La volonté de changement est particulièrement perceptible dans le secteur des télécommunications et des médias. Le gestionnaire de fonds “modérément agressif” Trian Fund Management a récemment pris une participation substantielle dans le câbleur Comcast – la cible la plus massive jamais visée par un activiste. Un peu plus grossier dans son approche, Elliot veut pousser à la hausse le cours d’AT&T à concurrence de 65% grâce à “une orientation stratégique accrue, une efficacité opérationnelle et un meilleur leadership et une meilleure supervision”. Pour sa part, Third Point pointe ses canons sur la politique de dividende de Disney: il vaudrait mieux investir dans le pôle de streaming Disney+.
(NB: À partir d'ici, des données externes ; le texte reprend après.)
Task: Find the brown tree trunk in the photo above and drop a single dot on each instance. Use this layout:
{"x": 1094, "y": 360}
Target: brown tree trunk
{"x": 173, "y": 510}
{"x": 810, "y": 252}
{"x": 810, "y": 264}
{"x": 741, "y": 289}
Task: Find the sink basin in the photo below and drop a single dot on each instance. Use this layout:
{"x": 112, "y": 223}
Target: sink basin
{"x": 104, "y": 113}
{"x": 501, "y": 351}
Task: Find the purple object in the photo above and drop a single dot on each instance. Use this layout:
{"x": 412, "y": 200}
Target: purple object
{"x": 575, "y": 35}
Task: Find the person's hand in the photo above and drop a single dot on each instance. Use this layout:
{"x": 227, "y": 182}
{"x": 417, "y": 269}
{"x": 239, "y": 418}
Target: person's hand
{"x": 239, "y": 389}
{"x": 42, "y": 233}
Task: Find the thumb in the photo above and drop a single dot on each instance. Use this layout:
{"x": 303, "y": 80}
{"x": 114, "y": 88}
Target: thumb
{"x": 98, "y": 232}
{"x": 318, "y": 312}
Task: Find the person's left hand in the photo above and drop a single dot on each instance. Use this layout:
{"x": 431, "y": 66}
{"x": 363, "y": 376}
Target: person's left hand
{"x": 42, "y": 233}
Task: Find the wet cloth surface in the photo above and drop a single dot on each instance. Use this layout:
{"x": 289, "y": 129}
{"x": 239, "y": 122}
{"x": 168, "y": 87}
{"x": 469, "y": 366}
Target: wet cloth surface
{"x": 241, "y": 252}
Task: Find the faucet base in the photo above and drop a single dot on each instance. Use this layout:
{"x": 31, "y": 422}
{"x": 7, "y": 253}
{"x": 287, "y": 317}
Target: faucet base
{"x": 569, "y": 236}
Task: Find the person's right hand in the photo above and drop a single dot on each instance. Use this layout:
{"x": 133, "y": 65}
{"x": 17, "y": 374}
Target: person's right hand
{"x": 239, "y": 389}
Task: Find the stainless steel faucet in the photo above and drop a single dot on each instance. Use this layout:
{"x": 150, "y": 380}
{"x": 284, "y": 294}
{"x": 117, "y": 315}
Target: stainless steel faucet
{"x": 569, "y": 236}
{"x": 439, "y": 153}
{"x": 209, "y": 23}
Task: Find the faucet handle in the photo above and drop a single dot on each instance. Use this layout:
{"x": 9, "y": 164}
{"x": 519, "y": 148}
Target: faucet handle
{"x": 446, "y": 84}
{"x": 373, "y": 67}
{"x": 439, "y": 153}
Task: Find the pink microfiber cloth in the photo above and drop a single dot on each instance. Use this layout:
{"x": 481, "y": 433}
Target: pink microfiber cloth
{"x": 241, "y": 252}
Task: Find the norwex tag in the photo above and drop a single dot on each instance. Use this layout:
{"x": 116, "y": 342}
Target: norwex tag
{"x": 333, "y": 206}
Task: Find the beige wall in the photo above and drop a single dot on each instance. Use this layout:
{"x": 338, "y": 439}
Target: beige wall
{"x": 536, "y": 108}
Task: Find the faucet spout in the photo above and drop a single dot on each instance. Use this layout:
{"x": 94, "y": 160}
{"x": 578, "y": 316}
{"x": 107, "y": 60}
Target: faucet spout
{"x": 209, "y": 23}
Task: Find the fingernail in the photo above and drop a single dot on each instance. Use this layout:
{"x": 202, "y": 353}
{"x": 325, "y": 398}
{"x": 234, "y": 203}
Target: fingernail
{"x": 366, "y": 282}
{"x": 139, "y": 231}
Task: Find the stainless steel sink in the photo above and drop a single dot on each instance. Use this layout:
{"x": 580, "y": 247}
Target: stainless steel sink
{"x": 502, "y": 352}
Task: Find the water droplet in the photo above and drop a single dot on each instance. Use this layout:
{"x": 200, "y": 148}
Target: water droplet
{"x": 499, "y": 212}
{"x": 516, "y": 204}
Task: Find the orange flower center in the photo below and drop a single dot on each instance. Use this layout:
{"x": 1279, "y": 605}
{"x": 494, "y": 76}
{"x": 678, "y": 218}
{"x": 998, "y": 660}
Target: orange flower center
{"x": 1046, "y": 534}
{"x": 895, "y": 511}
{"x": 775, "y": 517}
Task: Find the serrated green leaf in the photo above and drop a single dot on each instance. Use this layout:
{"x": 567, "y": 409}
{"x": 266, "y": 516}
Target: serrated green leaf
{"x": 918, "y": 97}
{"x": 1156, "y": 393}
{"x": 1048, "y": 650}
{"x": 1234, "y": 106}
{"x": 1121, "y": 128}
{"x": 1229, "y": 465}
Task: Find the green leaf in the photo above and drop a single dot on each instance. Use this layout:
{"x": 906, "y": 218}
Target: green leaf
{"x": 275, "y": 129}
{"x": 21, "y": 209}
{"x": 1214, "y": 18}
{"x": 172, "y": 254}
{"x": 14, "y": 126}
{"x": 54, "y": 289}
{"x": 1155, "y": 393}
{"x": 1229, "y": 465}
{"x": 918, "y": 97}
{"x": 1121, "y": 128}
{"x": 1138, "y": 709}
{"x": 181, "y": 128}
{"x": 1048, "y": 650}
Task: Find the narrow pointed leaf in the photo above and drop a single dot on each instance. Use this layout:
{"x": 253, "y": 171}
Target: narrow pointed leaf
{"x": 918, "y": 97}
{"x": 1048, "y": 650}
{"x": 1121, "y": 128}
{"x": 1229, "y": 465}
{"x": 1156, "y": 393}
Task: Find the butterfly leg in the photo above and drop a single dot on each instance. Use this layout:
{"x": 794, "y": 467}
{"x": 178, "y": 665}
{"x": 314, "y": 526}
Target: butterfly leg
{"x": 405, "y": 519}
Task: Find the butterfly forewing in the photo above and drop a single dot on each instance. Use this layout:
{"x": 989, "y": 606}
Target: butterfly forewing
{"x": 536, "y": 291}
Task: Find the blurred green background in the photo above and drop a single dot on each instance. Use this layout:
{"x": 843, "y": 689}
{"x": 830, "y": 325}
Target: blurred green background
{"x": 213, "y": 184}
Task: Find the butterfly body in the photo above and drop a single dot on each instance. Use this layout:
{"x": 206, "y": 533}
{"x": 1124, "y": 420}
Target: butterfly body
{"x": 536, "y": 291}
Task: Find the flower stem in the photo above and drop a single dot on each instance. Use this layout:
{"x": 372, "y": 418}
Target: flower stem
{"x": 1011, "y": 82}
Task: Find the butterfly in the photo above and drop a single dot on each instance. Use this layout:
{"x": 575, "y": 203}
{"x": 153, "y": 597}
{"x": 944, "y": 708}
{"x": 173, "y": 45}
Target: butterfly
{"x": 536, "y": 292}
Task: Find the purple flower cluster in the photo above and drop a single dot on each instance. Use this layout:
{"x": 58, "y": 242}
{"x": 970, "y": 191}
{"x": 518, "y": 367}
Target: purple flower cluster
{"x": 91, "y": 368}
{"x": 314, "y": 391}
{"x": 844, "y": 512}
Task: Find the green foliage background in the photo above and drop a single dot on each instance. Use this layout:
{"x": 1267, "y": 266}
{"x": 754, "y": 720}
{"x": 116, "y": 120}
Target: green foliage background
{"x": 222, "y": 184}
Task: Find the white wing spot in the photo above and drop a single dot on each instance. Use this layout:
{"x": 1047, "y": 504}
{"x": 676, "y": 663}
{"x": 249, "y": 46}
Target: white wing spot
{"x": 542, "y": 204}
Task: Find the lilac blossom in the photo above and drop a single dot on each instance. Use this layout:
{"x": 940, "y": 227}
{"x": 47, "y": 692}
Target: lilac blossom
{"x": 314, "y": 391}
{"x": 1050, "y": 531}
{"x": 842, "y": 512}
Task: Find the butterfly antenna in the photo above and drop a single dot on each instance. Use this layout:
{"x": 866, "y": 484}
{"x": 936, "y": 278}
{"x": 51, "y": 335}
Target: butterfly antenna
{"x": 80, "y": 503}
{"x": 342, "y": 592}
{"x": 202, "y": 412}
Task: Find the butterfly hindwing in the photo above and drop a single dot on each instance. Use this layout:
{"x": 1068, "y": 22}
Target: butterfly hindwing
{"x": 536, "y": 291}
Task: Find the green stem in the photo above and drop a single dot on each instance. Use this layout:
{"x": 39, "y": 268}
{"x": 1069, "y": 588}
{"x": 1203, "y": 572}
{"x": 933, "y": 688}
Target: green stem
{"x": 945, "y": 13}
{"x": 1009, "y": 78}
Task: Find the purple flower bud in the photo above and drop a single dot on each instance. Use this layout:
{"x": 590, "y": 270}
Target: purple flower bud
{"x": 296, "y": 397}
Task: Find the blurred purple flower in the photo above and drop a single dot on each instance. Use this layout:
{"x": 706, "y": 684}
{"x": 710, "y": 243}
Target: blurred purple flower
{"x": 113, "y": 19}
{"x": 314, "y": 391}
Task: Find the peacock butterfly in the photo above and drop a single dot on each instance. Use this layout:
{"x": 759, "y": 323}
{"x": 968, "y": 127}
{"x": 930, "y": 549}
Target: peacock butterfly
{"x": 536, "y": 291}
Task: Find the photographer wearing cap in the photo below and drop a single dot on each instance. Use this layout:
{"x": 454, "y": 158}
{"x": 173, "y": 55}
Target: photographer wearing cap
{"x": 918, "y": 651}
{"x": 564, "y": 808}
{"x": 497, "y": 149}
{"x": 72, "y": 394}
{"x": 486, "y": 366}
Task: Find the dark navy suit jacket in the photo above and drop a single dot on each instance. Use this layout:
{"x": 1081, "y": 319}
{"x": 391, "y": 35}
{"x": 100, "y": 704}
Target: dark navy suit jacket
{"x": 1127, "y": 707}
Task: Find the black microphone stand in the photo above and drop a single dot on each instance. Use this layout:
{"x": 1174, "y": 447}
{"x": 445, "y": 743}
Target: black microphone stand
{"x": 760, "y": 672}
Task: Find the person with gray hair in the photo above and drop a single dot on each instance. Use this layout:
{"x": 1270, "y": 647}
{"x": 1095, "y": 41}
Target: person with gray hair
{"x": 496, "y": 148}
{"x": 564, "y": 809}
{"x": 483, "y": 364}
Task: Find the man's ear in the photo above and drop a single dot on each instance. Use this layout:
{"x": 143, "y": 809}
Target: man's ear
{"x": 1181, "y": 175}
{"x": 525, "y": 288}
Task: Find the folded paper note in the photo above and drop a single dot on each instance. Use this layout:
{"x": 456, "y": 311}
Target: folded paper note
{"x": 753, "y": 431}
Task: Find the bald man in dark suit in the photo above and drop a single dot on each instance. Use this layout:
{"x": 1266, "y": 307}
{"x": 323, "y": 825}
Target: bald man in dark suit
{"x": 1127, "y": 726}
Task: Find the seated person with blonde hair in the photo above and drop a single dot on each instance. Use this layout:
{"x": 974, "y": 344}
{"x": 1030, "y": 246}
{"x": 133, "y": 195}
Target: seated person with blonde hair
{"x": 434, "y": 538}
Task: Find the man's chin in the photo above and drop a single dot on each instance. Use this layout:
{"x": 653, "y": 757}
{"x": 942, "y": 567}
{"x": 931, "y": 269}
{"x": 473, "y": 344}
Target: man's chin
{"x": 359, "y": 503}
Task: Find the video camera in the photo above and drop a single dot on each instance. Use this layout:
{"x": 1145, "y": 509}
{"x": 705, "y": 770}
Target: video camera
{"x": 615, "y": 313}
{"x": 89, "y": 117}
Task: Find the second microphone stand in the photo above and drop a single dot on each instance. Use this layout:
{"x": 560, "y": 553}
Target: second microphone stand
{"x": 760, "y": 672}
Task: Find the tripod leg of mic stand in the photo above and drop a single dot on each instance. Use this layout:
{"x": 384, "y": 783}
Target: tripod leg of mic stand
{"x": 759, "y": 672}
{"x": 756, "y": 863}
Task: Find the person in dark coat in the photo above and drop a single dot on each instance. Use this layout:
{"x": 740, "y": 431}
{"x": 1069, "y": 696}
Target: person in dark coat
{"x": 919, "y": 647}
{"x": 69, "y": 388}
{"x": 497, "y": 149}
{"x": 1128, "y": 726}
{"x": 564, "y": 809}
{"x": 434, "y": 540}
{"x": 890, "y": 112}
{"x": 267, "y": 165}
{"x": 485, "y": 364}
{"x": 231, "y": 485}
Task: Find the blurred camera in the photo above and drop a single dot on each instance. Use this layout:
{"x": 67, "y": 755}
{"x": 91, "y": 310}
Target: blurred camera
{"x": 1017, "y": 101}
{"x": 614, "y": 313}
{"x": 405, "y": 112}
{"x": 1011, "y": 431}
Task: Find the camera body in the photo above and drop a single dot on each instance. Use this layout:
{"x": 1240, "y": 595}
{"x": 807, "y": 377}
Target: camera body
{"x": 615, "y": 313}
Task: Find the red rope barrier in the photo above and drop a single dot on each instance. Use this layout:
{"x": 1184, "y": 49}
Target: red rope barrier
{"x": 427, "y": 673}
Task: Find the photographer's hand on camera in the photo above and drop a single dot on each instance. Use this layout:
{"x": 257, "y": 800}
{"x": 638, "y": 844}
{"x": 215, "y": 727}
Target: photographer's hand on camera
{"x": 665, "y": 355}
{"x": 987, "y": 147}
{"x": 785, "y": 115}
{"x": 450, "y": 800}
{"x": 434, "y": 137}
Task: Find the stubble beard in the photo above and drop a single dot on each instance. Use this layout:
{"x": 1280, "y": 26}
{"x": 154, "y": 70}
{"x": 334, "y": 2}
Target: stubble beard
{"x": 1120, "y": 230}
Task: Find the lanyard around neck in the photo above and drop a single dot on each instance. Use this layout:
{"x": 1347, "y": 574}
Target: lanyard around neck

En un sens, les régulateurs se mettent à leur tour à l’activisme. Dans les semaines à venir, Google et Facebook pourraient être obligés de scinder leurs activités. Les deux entreprises se voient reprocher une position trop dominante sur le marché, de sorte que le législateur estime que Waymo (30 milliards de dollars), YouTube Subscription (40 milliards de dollars), Instagram (293 milliards de dollars) et WhatsApp (120 milliards de dollars) devraient redevenir autonomes.
Un peu d’activisme de la part des actionnaires est souhaitable, car au fil de leur croissance, les entreprises s’égarent parfois dans des projets latéraux peu rentables, trop petits ou trop grands pour elles. Des entreprises locales comme Barco ou Agfa se sont déjà un peu appauvries par des désinvestissements, mais c’est bien le moins. Recticel continue sans succès à tenter de se transformer en un pure player dans le secteur de l’isolation. ENA Capital a réussi à scalper le fabricant de couches Ontex; et depuis le début de l’année, Telenet est sous pression de la part du gestionnaire de fonds activiste CIAM, qui exige un milliard d’euros de dividendes. Aux Pays-Bas, le remarquable processus de réinvention de DSM en un groupe alimentaire pur a donné lieu à un succès boursier comparable à celui d’un acteur fintech.
Qu’il soit doux ou dur, l’activisme maintient le management sur la brèche et optimise la structure du capital. Tôt ou tard, tout défaut dans la cuirasse serait exploité par des actionnaires mécontents qui réclameront des améliorations à court terme. C’est là que le bât blesse, car il vaut parfois mieux continuer à investir à perte que se concentrer sur les bénéfices à court terme. Pensez à Amazon, Spotify ou Tesla: ce n’est pas un hasard si ce sont aujourd’hui des entreprises “Must have”.